You've already got the hard work done! 

Just do the switch reworking, hinge the top... yeeeahhhh, it'd look badass


----------



## BigD6997 (Feb 10, 2007)

i might have to, just i dont have the extra money to replace it in case i screw up... so maybe next pay-check lol


----------



## unsmart (Feb 10, 2007)

*dam you BigD6997!!!*

Well your window mod sucked me back in, so I had to break out the dremle. I just had to see if the stabilizer could be mounted on acrylic. Heres the results and yes that is a cd case .

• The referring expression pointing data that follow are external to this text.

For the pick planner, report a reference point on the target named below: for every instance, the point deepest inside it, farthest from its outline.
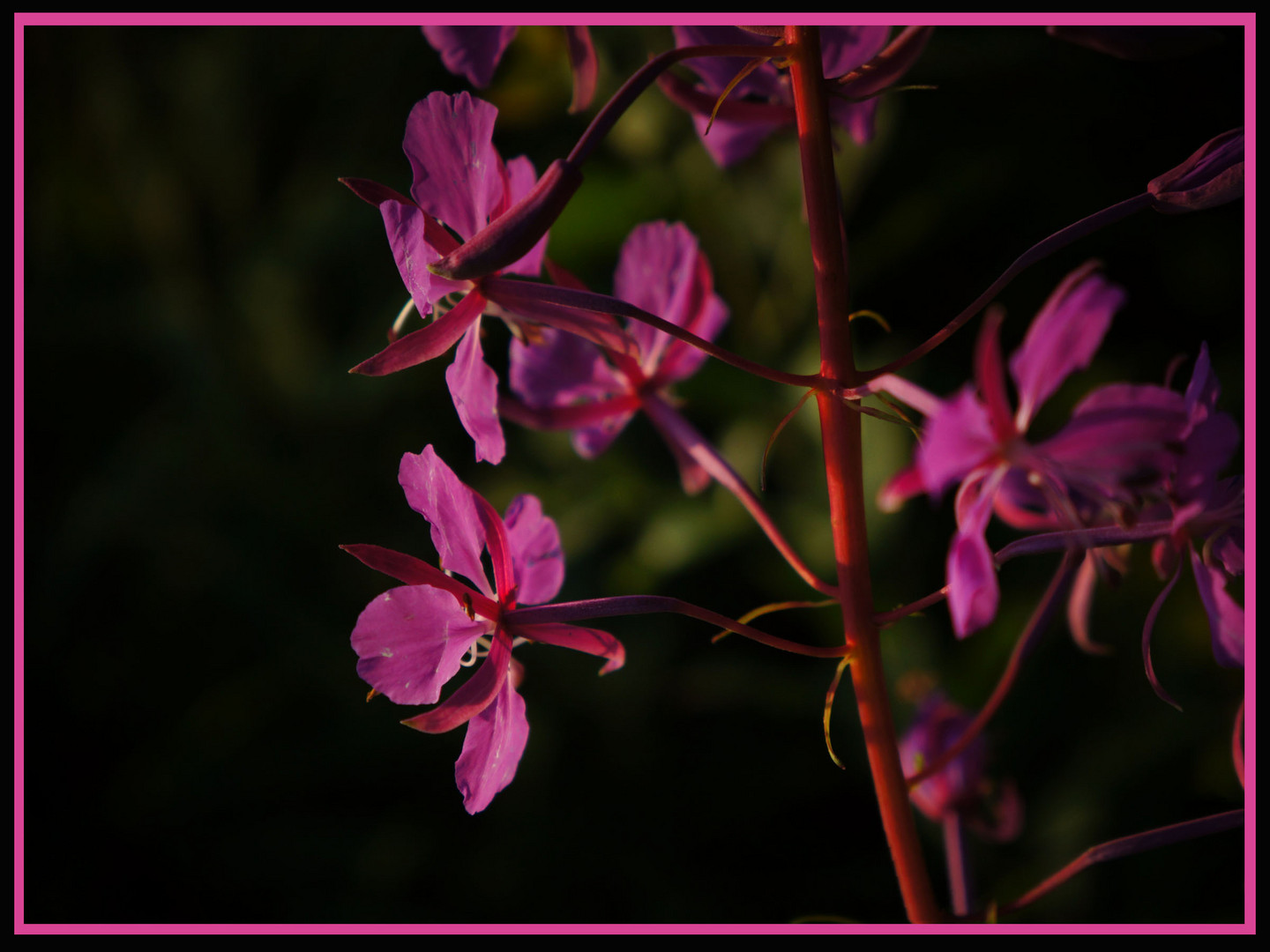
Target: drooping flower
(1211, 176)
(412, 640)
(1206, 519)
(460, 182)
(961, 787)
(474, 54)
(568, 383)
(1120, 439)
(762, 100)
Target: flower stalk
(841, 435)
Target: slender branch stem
(1128, 845)
(1032, 634)
(655, 605)
(960, 885)
(1036, 253)
(840, 430)
(510, 291)
(709, 458)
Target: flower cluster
(1129, 453)
(413, 640)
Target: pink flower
(461, 183)
(412, 640)
(568, 383)
(1120, 439)
(474, 52)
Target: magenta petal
(410, 643)
(569, 310)
(955, 439)
(591, 441)
(1064, 338)
(1213, 175)
(657, 271)
(560, 369)
(536, 555)
(473, 695)
(706, 319)
(732, 141)
(449, 505)
(592, 641)
(1224, 614)
(973, 591)
(474, 387)
(406, 228)
(843, 48)
(449, 141)
(415, 571)
(972, 571)
(585, 65)
(900, 489)
(492, 750)
(423, 344)
(471, 52)
(718, 71)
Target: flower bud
(1211, 176)
(512, 235)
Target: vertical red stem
(840, 432)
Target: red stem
(840, 432)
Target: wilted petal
(954, 441)
(474, 387)
(534, 547)
(1064, 338)
(1213, 175)
(471, 52)
(447, 504)
(410, 643)
(1224, 614)
(492, 750)
(450, 144)
(579, 639)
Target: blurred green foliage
(197, 285)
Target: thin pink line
(18, 489)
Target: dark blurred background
(197, 285)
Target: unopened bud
(1211, 176)
(512, 235)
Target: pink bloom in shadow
(764, 101)
(1119, 441)
(566, 383)
(412, 640)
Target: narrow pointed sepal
(511, 236)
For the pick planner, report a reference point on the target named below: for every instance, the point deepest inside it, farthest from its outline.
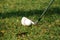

 The pic was taken while the cd was reading, guess my cam is fast. I used some cardboard wedges to hold it level because I removed the casing on the front. If the acrylic was laying on the casing it should come out level, in theory anyway. 
 I wouldn't worry to much about F*** up the drive BigD6997. I've beat the sh*t out of this drive and can still read from it. You can always open it, check it out and put it back together if your not sure. I open this drive a few times before I started cutting. This was a $20 drive I got like three years ago so I don't blame you for not wanting to mess with a new modded drive. 
 I ordered the sata dvd drive last night [ off ebay for $10 more  ] and will be getting it next week some time I hope. I also got the 140mm fans for my case mod and some of the parts for the custom HTPC I'm building. I'll try to record my progress better this time and write a really how to.


----------



## Carcenomy (Feb 16, 2007)

The only suggestion I can make that would make that even cooler, is using some form of acrylic that's less brittle, and mount the hub directly into the perspex rather than sticking the metal component in too... it'll make it look EVEN tidier - if that's possible 

It looks great, might have to do one myself at some point.


----------



## unsmart (Feb 16, 2007)

Carcenomy said:


> The only suggestion I can make that would make that even cooler, is using some form of acrylic that's less brittle, and mount the hub directly into the perspex rather than sticking the metal component in too... it'll make it look EVEN tidier - if that's possible
> 
> It looks great, might have to do one myself at some point.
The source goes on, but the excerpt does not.